For Chuckles – (oYo)

What’s on your mind??

President Re-Election Does the Vision Thing: A Play in One Utopian Act.

No, You Cannot. Have a Nice Day!

No, You Cannot. Have a Nice Day!

THE SCENE: A five-star hotel suite somewhere in America. (What – you thought he’d actually be at home, doing his job?) PRESIDENT BARACK OBAMA and FIRST LADY MICHELLE OBAMA are sitting at a linen-covered table set with heavy silverware and a pink rosebud in a crystal jar, sipping coffee and discussing the challenges and benefits of Presidenting. A four-poster bed can be seen slightly behind and to the left of where the Obamas are sitting.
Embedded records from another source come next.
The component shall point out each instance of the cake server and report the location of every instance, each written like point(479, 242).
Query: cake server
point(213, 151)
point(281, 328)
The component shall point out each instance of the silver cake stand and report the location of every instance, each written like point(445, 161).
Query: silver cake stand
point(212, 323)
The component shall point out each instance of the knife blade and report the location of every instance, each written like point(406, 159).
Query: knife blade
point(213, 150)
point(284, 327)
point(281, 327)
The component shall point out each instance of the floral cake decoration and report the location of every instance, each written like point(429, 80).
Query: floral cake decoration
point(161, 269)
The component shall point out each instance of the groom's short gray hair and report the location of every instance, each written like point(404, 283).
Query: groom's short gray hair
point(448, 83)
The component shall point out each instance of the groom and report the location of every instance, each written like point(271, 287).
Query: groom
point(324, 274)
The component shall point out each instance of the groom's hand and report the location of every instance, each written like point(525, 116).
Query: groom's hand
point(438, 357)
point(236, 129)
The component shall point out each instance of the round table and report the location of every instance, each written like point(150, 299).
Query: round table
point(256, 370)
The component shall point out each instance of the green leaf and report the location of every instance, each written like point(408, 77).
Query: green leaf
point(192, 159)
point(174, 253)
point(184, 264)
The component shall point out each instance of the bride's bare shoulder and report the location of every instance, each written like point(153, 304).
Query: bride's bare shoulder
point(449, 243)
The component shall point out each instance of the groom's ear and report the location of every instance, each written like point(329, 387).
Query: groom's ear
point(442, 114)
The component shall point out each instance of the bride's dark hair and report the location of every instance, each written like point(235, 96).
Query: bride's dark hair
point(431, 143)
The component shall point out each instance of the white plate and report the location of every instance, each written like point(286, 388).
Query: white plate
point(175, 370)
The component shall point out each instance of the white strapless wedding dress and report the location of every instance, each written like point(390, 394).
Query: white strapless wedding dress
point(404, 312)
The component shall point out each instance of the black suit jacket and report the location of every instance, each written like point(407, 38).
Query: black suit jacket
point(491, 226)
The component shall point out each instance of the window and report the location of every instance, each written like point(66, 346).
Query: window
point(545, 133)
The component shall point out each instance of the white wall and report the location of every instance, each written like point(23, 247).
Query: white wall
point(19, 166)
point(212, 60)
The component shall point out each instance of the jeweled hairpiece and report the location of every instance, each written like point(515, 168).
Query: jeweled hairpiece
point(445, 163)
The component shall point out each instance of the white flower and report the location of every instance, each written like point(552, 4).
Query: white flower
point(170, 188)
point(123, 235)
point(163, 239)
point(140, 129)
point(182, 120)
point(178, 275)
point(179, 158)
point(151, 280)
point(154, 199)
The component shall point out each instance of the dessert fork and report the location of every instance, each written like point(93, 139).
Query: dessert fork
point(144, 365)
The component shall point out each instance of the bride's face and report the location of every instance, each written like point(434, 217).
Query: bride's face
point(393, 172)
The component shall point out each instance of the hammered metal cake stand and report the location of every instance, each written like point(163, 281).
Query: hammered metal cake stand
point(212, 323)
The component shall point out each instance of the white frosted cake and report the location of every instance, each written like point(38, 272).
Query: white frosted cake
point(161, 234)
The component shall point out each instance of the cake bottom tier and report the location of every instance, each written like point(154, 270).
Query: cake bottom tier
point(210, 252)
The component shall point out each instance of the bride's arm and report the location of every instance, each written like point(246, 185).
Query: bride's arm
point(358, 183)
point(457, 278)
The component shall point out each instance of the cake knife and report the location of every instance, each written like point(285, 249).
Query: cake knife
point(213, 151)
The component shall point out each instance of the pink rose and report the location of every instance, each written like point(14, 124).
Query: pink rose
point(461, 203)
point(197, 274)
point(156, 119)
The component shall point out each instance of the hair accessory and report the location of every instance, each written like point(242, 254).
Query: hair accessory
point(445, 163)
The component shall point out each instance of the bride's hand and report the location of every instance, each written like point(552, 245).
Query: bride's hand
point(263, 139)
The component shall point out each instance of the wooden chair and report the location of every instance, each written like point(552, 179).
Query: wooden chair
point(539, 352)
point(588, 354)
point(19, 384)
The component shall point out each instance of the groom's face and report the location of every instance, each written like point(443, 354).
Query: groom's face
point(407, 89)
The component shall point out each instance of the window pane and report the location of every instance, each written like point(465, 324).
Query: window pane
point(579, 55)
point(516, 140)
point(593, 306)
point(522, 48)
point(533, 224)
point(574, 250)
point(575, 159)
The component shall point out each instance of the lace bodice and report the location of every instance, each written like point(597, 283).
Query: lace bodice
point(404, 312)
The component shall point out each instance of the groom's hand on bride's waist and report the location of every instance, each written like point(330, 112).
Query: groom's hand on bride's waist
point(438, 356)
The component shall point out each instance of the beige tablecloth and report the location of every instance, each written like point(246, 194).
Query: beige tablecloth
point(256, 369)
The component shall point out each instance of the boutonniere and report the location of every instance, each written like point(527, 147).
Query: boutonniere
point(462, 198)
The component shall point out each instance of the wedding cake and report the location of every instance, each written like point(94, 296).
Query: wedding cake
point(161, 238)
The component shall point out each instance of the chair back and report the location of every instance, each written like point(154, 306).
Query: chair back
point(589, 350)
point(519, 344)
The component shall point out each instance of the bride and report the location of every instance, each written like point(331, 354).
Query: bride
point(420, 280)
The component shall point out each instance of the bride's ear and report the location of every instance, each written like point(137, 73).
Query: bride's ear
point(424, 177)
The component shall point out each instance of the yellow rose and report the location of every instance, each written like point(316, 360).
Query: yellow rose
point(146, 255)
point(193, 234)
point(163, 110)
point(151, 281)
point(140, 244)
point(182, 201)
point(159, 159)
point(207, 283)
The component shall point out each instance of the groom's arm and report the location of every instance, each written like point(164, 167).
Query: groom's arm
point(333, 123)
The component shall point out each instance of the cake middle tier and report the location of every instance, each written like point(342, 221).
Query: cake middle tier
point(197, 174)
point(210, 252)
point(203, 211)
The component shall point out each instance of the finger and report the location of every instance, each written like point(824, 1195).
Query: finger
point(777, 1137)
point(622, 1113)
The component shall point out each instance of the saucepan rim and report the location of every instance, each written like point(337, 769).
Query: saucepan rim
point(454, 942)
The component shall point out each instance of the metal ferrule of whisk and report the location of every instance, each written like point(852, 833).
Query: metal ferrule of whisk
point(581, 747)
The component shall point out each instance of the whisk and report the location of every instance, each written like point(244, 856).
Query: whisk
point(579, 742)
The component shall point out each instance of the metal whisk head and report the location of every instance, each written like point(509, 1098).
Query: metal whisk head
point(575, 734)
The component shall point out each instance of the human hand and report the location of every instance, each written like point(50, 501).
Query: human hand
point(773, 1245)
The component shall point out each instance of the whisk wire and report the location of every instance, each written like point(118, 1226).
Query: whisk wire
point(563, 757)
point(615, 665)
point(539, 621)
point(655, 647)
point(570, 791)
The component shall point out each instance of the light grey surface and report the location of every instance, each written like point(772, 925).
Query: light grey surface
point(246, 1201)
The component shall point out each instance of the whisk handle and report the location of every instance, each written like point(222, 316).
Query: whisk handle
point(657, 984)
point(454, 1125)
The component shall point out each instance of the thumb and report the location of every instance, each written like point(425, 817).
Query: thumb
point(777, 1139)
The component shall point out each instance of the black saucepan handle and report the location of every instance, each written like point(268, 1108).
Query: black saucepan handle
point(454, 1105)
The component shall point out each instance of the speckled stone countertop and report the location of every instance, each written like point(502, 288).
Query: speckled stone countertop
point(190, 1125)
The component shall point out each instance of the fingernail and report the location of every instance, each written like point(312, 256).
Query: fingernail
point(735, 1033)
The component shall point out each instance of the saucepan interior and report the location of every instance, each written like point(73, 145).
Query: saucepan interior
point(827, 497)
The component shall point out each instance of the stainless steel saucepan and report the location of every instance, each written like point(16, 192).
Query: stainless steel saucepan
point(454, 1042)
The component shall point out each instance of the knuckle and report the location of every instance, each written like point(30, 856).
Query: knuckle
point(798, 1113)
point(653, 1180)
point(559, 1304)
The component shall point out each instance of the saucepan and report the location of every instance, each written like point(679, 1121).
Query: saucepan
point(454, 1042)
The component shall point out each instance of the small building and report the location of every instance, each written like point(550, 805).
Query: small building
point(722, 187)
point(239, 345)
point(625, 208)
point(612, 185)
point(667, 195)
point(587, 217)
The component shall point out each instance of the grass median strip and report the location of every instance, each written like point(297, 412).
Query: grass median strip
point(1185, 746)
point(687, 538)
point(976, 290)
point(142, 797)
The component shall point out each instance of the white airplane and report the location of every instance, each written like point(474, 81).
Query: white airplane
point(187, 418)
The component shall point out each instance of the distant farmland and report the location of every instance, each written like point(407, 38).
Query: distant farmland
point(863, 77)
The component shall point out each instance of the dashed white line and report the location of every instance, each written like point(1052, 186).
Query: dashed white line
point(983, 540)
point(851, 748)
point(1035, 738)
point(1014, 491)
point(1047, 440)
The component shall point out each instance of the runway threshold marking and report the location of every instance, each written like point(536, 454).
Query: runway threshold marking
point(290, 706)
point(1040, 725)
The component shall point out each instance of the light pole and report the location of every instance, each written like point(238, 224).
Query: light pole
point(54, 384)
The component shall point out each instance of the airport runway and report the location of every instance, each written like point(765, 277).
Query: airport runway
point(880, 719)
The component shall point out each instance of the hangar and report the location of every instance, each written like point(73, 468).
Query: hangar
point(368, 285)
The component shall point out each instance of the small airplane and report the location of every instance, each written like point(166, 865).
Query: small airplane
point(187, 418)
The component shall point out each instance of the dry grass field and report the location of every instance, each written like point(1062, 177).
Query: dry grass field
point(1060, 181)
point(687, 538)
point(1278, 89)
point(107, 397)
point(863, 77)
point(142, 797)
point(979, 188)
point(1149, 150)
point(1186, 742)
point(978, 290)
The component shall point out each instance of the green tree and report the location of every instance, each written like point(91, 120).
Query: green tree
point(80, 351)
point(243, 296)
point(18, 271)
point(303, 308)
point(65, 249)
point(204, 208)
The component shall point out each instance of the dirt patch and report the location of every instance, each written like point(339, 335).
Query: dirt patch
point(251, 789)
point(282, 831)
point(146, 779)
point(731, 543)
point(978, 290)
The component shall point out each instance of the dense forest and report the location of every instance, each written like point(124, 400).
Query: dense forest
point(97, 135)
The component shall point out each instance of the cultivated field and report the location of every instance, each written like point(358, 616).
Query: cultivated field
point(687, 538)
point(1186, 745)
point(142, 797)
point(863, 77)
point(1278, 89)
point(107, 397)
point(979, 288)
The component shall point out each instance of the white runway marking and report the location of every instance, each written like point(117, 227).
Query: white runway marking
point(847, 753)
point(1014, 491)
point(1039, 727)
MICHELLE: Well, I think things are going great, Barack. You haven’t had a Cabinet appointment scandal in a couple of days, and everyone seems to be getting used to the whole idea of spending hundreds of billions to fix Bush’s mess. Plus, your speeches are still killing!

OBAMA: Yeah, and I have all this cool stuff that shows I’m the President! Air Force One. A nifty jacket. The White House. Man, this job rules! But there’s one thing that’s getting me down.

MICHELLE: Listen, Barack, if it’s that whole smoking in the house thing again, I TOLD you –

OBAMA: Nah, nah, it’s not about that. This is something even MORE serious. (standing up and pacing) People are accusing me of thinking small on health care just because my entire plan consists of computerizing medical records! I mean, what do they want, single-payer health care or something? I never, EVER said I was going to do anything like that!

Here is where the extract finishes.